2017年05月10日
ステロイド治療に終止符?アトピー性皮膚炎、ワセリンが発症を予防か
保湿剤のワセリンをあらかじめ皮膚に塗ることで、アトピー性皮膚炎の発症を予防できる可能性があるとする論文を理化学研究所などのグループがまとめた。
マウスによる実験だが、人でも似たしくみがある可能性があり、研究チームは「アトピー性皮膚炎になりやすいことが発症前にわかれば、予防につながるかもしれない」としている。
アトピー性皮膚炎の予防につながる画期的な研究成果を見てみよう。
□アトピー性皮膚炎はアレルギー性疾患じゃなかったの!?
アトピー性皮膚炎と言えば、強い痒みを伴う皮膚の炎症が長期にわたって続く病気だ。子どもを中心に発症して、症状は一進一退を繰り返し、大人になっても悩んでいる人が少なくない。
アトピー性皮膚炎はこれまで免疫の異常反応によるアレルギー疾患と考えられてきたが、何とその原因は、皮膚表面にいる複数の細菌が起こす感染症の可能性があると発表されたのだ。
□「黄色ブドウ球菌」と「コリネバクテリウム」のコンボ攻撃でアトピー発症
アトピー性皮膚炎を起こすモデルマウスを使った実験で、マウスの皮膚に黄色ブドウ球菌を感染させると、アトピー性皮膚炎の強い炎症を引き起こした。また、コリネバクテリウムが皮膚表面で増えると、異常な免疫反応を起こす抗体を作り出すことがわかった。

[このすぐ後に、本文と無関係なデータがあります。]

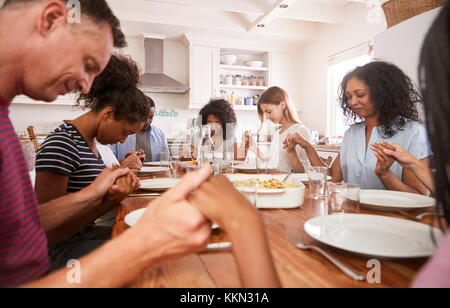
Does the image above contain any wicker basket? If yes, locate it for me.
[382,0,447,28]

研究グループは、アトピー性皮膚炎の発症は従来の「アレルギー反応による異常な免疫反応→皮膚表面の炎症」という図式ではなく、「黄色ブドウ球菌の急増→皮膚炎+コリネバクテリウムの急増→アレルギー反応」という図式だと突き止めた(※2)。
アトピー性皮膚炎の本当の原因は、黄色ブドウ球菌の急増だというのである。
□アトピー性皮膚炎に有効なのは殺菌ではなく皮膚バリア
「この憎き黄色ブドウ球菌とコリネバクテリウムを抗生物質で殺してしまえ!」とばかりに抗生物質を使うと、皮膚のほかの有用な細菌も殺してしまい、外敵や刺激、乾燥から皮膚を守るバリア機能を壊してしまう。するとますますアトピー性皮膚炎の症状を悪化させてしまい、逆効果だ。

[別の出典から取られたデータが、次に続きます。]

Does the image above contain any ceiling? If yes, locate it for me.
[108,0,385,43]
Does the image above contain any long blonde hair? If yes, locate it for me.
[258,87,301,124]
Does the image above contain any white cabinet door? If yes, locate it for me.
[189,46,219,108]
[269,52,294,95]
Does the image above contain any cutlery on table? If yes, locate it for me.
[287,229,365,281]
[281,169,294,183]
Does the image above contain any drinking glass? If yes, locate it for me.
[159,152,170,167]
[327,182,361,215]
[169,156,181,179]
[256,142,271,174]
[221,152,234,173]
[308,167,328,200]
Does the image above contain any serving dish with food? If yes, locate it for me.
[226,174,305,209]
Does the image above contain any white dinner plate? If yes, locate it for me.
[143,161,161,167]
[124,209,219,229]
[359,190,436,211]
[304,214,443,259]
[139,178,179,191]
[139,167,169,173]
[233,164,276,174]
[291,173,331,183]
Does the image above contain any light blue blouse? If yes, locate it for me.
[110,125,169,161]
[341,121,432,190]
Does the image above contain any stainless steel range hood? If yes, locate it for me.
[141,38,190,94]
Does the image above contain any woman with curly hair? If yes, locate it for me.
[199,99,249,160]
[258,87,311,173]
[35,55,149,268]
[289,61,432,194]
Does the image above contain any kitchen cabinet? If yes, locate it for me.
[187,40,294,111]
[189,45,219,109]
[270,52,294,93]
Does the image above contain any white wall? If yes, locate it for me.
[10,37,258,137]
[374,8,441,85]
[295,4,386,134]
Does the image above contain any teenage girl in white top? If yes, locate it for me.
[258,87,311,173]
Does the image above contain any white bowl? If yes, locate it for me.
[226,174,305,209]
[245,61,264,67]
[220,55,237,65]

アトピー性皮膚炎を発症しやすくしたマウスの実験では、発症前から皮膚の保湿や保護というバリア機能の低下が確認されている。
そこで、発症前に最初の症状が出て来やすい耳の部分にワセリンを塗って保湿し続けてみたところ、皮膚のバリア機能が改善して長期にわたってアトピー性皮膚炎の発症が抑えられたのだ!

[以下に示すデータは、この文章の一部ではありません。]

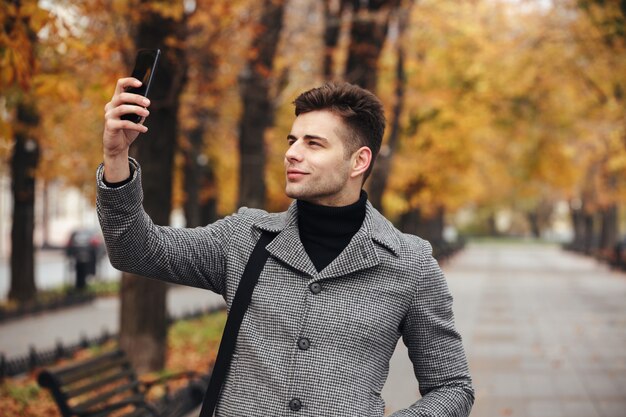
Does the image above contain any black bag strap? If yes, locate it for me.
[200,232,276,417]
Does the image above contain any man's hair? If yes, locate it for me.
[293,82,385,182]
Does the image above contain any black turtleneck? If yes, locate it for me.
[297,191,367,272]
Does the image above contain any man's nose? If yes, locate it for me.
[285,140,302,161]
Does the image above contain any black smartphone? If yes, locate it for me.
[121,49,161,123]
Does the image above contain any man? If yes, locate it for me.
[98,78,474,417]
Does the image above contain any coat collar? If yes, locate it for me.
[254,201,400,278]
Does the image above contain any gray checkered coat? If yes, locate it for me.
[97,160,474,417]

□「ワセリン」による新たなアトピー性皮膚炎治療の選択肢
皮膚に刺激のある成分を取り除いた白色ワセリンや、さらに精製度の高いプロペト、サンホワイトなどのワセリン類は、アトピー性皮膚炎の方や皮膚への刺激に敏感な赤ちゃんにも安心して使える。
ワセリンは皮膚の角質層からの水分の蒸発を抑制し、水分を保持してくれる。角質層の水分量を保ってバリア機能が維持されると、皮膚への刺激に反応して炎症を起こす細胞が皮膚に集まってこないので、マウスではアトピー性皮膚炎の発症を長期にわたって防げた。
マウスでの実験結果だとしても、こんな簡単な方法でアトピーの発症が防げるとは驚きだ。
□アトピー性皮膚炎にはステロイドではなく黄色ブドウ球菌コントロール
「アトピー性皮膚炎患者の8割以上は黄色ブドウ球菌を保持する」という研究結果もある(※4)。
アトピー性皮膚炎の治療の中心は、現在のところステロイド軟こうで皮膚の炎症を抑える対処療法が中心である。しかし、発症に大きく関わる「黄色ブドウ球菌の菌量コントロール」を目標とした新たな治療法が開発されると、辛かったアトピー性皮膚炎の治療もシンプルでより穏やかなものになっていくことだろう。